Multi-tenancy is not a single architectural decision
When developers talk about multi-tenancy, they usually mean one of three things: shared database, separate schemas, or separate databases. Articles on the subject treat the choice as the central decision. In practice, multi-tenancy is a collection of architectural decisions that compound over time, and the database strategy is only one of them.
We've been building multi-tenant SaaS platforms since 2012. The earliest ones are still in production. Here's what a decade of operating them has taught us about building for scale.
Define "tenant" before anything else
The most common mistake in multi-tenant architecture is assuming everyone shares a definition of "tenant." In a B2B SaaS platform, is a tenant a company? A department within a company? A user with a subscription? The answer shapes every subsequent decision.

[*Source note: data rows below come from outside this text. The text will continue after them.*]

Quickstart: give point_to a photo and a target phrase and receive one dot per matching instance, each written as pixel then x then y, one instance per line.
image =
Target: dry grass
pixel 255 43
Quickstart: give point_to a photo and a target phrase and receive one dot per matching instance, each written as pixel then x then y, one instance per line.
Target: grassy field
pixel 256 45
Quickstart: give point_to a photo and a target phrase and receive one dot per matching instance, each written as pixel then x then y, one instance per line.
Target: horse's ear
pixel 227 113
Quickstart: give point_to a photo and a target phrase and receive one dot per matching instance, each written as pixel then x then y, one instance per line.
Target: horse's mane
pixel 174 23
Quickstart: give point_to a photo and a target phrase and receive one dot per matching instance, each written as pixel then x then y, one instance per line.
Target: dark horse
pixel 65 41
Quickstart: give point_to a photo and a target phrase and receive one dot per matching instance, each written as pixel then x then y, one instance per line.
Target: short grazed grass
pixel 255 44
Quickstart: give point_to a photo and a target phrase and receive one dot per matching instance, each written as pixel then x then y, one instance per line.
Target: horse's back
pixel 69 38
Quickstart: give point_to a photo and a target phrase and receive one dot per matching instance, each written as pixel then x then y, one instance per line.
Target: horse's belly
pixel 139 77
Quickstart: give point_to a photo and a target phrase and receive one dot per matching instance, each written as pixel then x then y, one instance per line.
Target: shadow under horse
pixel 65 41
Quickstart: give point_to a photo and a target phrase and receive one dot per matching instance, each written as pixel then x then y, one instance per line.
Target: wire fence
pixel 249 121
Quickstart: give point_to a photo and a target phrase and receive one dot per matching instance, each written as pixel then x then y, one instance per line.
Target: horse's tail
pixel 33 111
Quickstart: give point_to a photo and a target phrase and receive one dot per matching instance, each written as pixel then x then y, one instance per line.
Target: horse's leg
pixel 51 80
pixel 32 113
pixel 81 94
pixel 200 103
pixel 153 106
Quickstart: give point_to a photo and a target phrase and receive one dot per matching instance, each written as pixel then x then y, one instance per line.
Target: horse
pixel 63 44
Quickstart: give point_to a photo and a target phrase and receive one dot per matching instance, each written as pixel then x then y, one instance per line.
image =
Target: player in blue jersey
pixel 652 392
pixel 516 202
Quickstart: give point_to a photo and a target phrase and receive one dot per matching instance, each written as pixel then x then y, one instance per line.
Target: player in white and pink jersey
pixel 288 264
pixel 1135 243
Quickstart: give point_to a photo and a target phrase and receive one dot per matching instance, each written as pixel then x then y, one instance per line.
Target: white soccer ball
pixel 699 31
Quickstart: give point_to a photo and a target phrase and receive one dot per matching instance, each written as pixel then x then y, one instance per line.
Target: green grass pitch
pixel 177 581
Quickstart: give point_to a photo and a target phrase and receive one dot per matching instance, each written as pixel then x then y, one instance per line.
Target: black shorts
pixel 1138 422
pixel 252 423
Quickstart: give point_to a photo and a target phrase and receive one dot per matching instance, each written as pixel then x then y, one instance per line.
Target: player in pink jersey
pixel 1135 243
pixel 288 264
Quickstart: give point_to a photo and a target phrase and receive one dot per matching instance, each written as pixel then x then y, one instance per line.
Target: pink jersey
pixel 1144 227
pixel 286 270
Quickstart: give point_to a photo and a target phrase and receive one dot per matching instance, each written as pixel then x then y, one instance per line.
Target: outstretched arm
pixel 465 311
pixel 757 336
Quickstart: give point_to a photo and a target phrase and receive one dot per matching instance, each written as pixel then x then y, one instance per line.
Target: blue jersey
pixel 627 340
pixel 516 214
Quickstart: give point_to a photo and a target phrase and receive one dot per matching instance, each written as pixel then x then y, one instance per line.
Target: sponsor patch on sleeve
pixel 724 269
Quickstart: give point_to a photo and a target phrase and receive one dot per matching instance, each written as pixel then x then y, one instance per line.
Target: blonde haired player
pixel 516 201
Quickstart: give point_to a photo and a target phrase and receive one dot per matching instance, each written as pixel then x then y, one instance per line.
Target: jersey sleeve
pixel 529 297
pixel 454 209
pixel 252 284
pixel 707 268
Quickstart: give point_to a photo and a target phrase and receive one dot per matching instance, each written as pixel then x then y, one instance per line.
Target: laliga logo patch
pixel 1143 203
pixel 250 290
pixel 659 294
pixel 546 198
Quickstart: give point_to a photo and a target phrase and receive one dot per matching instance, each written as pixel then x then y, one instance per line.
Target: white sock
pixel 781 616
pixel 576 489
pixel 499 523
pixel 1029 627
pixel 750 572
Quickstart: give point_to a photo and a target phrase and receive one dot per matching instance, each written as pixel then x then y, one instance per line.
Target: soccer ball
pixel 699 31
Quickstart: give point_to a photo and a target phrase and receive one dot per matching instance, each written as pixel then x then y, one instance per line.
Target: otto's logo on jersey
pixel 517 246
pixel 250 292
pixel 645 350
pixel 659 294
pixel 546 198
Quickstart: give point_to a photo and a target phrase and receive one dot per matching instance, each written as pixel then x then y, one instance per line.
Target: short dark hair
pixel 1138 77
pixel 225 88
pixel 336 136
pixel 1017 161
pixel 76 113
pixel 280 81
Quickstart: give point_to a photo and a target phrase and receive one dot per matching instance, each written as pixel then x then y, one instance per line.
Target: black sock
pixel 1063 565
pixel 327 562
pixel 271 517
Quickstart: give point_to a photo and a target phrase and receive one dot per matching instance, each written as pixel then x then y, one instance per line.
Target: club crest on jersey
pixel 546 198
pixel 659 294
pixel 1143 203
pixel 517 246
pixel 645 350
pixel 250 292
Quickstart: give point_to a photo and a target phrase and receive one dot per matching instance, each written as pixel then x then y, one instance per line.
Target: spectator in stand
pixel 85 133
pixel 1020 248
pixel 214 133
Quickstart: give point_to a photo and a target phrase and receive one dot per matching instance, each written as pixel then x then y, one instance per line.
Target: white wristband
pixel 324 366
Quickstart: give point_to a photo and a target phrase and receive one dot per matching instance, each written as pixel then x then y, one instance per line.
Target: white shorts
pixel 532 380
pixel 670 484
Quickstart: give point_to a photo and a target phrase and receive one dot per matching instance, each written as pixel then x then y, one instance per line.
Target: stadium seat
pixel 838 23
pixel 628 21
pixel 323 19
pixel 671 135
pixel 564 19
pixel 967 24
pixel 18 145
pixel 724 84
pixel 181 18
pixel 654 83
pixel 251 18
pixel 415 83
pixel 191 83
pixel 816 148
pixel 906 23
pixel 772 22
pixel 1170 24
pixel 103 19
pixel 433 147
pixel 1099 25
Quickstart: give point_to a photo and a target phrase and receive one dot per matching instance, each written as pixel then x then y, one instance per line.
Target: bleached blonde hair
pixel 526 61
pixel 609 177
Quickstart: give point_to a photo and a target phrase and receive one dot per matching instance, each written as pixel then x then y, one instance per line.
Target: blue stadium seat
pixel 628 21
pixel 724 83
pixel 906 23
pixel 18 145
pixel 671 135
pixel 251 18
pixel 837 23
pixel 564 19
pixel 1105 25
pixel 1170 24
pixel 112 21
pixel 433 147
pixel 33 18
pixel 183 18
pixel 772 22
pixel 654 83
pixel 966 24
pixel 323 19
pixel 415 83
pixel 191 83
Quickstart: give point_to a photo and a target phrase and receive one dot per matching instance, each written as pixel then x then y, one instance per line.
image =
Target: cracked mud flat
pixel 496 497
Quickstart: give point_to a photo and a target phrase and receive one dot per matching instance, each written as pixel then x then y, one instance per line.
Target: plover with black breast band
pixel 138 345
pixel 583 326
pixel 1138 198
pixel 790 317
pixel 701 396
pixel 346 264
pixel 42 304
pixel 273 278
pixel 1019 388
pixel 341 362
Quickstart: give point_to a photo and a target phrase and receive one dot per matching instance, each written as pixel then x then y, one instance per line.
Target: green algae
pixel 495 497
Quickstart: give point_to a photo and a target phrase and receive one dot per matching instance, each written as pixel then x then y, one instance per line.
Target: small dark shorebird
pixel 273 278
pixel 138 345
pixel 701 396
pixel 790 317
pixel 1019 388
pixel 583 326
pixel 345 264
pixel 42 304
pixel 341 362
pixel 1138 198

We've seen platforms where a tenant is a company, but company employees belong to teams that have their own permission boundaries and data isolation requirements. Is the team a sub-tenant? If so, does the multi-tenancy implementation need to be recursive?
Answer the question explicitly in writing before architecture begins. The answer changes the schema, the authentication system, the billing model, and the access control implementation. Starting without a clear answer means refactoring all four later.

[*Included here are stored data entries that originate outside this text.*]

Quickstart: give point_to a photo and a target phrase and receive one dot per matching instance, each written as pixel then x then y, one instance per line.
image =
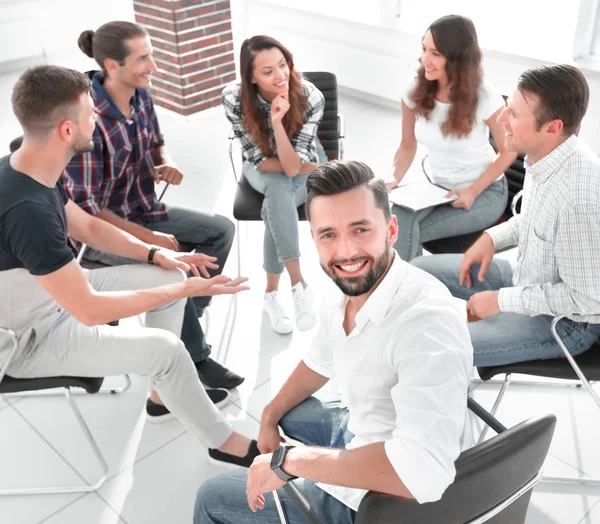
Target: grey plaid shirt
pixel 558 237
pixel 303 141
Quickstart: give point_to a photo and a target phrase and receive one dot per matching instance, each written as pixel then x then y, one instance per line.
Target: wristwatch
pixel 151 254
pixel 277 462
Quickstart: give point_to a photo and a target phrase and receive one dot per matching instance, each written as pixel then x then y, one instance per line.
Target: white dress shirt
pixel 457 161
pixel 558 235
pixel 403 374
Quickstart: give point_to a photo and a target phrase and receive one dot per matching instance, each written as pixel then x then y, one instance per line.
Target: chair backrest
pixel 328 131
pixel 487 476
pixel 515 176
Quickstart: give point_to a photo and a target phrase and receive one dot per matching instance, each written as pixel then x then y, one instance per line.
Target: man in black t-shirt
pixel 59 311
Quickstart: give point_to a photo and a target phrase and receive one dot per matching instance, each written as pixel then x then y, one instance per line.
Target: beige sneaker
pixel 306 317
pixel 280 322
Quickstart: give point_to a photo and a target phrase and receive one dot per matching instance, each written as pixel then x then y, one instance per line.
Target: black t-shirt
pixel 33 223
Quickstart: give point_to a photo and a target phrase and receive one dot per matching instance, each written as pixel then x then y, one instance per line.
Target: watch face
pixel 278 457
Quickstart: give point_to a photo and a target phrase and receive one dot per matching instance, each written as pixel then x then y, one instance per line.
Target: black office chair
pixel 9 385
pixel 247 204
pixel 584 368
pixel 493 482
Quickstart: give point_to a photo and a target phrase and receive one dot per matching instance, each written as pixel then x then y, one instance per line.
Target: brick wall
pixel 193 49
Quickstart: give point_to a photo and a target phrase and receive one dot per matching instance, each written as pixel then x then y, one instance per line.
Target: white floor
pixel 156 469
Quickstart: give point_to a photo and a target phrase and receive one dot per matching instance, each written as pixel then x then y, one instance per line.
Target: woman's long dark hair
pixel 255 120
pixel 456 39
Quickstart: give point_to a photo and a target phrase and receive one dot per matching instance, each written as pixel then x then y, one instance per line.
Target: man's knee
pixel 300 416
pixel 219 494
pixel 166 351
pixel 278 185
pixel 227 228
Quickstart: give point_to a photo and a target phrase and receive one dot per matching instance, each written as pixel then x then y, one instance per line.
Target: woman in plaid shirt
pixel 275 114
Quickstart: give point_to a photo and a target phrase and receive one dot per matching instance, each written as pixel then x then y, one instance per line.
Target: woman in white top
pixel 451 110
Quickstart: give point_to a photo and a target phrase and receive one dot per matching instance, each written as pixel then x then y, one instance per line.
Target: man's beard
pixel 359 285
pixel 83 146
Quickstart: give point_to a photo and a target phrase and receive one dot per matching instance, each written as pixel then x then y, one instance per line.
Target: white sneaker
pixel 280 322
pixel 306 317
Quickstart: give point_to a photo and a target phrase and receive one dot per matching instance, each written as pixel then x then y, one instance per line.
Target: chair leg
pixel 496 405
pixel 69 489
pixel 239 249
pixel 558 383
pixel 225 342
pixel 76 391
pixel 571 360
pixel 594 482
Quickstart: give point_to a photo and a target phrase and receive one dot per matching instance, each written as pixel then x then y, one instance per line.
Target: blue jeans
pixel 507 337
pixel 316 421
pixel 279 212
pixel 210 234
pixel 433 223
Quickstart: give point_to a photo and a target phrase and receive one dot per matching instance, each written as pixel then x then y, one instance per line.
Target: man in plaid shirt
pixel 116 181
pixel 557 233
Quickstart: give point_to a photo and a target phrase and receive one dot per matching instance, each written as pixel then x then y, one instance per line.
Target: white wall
pixel 377 60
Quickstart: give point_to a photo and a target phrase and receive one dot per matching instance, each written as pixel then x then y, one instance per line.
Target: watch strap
pixel 277 463
pixel 151 254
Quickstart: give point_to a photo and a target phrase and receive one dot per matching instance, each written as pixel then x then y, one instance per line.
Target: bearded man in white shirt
pixel 398 345
pixel 557 233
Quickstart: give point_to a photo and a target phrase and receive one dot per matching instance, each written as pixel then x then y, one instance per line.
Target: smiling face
pixel 432 60
pixel 521 132
pixel 138 67
pixel 353 239
pixel 271 73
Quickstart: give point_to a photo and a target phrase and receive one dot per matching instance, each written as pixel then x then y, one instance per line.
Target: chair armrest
pixel 341 135
pixel 15 345
pixel 81 253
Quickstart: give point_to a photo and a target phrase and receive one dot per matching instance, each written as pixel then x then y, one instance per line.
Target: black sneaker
pixel 214 375
pixel 160 413
pixel 220 458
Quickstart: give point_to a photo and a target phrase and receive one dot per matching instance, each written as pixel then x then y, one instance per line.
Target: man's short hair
pixel 563 94
pixel 109 41
pixel 339 176
pixel 46 95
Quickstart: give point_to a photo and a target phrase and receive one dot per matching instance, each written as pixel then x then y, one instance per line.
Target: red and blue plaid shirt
pixel 117 174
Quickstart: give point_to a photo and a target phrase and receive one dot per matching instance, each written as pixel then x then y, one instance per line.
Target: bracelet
pixel 151 254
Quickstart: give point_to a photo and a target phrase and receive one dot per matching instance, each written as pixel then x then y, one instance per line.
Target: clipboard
pixel 420 195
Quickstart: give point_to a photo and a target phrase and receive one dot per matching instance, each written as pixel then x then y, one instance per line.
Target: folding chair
pixel 9 385
pixel 583 369
pixel 493 482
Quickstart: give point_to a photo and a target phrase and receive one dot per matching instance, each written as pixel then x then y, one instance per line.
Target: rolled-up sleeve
pixel 233 111
pixel 304 140
pixel 431 403
pixel 578 292
pixel 83 178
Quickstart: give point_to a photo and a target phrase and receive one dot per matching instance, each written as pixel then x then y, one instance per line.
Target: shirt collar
pixel 546 166
pixel 378 304
pixel 105 106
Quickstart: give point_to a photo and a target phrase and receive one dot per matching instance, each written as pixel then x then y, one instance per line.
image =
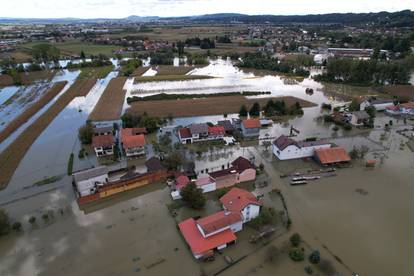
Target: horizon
pixel 118 9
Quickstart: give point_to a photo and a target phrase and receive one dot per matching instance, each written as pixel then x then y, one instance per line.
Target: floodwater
pixel 134 233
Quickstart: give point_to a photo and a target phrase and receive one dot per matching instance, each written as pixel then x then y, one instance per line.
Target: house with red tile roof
pixel 242 202
pixel 217 231
pixel 250 127
pixel 285 148
pixel 242 170
pixel 133 141
pixel 200 132
pixel 103 145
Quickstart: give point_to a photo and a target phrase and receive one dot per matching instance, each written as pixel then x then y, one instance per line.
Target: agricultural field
pixel 109 106
pixel 204 107
pixel 14 153
pixel 28 113
pixel 170 78
pixel 75 47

Database strategy: the real tradeoffs
The standard comparison of shared database versus separate schemas versus separate databases focuses on isolation and cost. The less-discussed dimension is operational complexity.
Separate databases per tenant offers the strongest isolation and the easiest tenant-level backup and restore. It also means running migrations across hundreds or thousands of databases, managing connection pools that grow with tenant count, and building tooling to operate a fleet of databases rather than a single one. At ten tenants, separate databases is manageable. At ten thousand, it's a significant engineering investment.
Shared database with row-level security is the opposite extreme: operationally simple, cheapest at scale, but requiring extreme care to prevent data leakage. A single missing WHERE tenant_id = ? clause is a serious incident.
Schema-per-tenant sits in the middle: better isolation than row-level security, lower operational overhead than separate databases. It's our default choice for platforms expecting hundreds to low thousands of tenants, with migration tooling that understands schema namespacing.
Tenant context propagation is the hardest part
Whatever database strategy you choose, you need to propagate tenant context through every layer of the application: HTTP requests, queued jobs, scheduled tasks, event handlers, and third-party webhooks. Missing any of these is a data isolation bug.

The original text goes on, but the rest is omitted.